While the enormous torque of the 2020 Jeep Wrangler EcoDiesel is one particularly appealing aspect of the powertrain, the promise has been that the diesel Jeep would be significantly more fuel efficient than other Wranglers. That promise has been fulfilled now that official EPA numbers show it returns 29 mpg on the highway, 22 in the city, and 25 in combined driving. Those numbers are for the four-door model with an automatic, since that's the only configuration available with the diesel V6.
In comparison, the next most efficient Wrangler is a two-door model with the four-cylinder gas engine and an automatic, with 24 mpg on the highway, 22 in town, and 23 in combined driving. Behind that is the four-door with the same powertrain, which returns 22 on the highway, 21 in town and 21 combined. A manual transmission two-door Wrangler with the gas V6 actually manages 25 mpg on the highway, higher than the four-cylinder two-door variant, but its city and combined ratings are lower than the four-cylinder Wranglers.
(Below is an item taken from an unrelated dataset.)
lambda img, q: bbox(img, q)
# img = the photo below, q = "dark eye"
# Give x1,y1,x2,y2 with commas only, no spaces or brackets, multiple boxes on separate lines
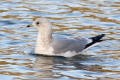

In fact, the diesel Wrangler even performs slightly better than the Ram 1500 EcoDiesel when it has four-wheel drive, beating the full-size truck by 1 mpg in town and in combined driving. Of course the two-wheel-drive Ram outperforms both of them.
The diesel may not be the way to go for saving money, though, unless you're spending a large amount of time on the highway. Because of the extra cost of diesel fuel, the EPA estimates the annual fuel cost of the diesel to be $1,850, which is $250 more per year than the two-door four-cylinder Wrangler, and $50 more per year than the four-door four-cylinder version. The V6 Wranglers have annual fuel costs a bit higher, between $1,900 and $2,000. You're not just paying for the fuel either, since the diesel engine is a $4,000 option. But if you want lots of torque, fewer finite resources used, and fewer carbon dioxide emissions, the diesel is still a compelling option.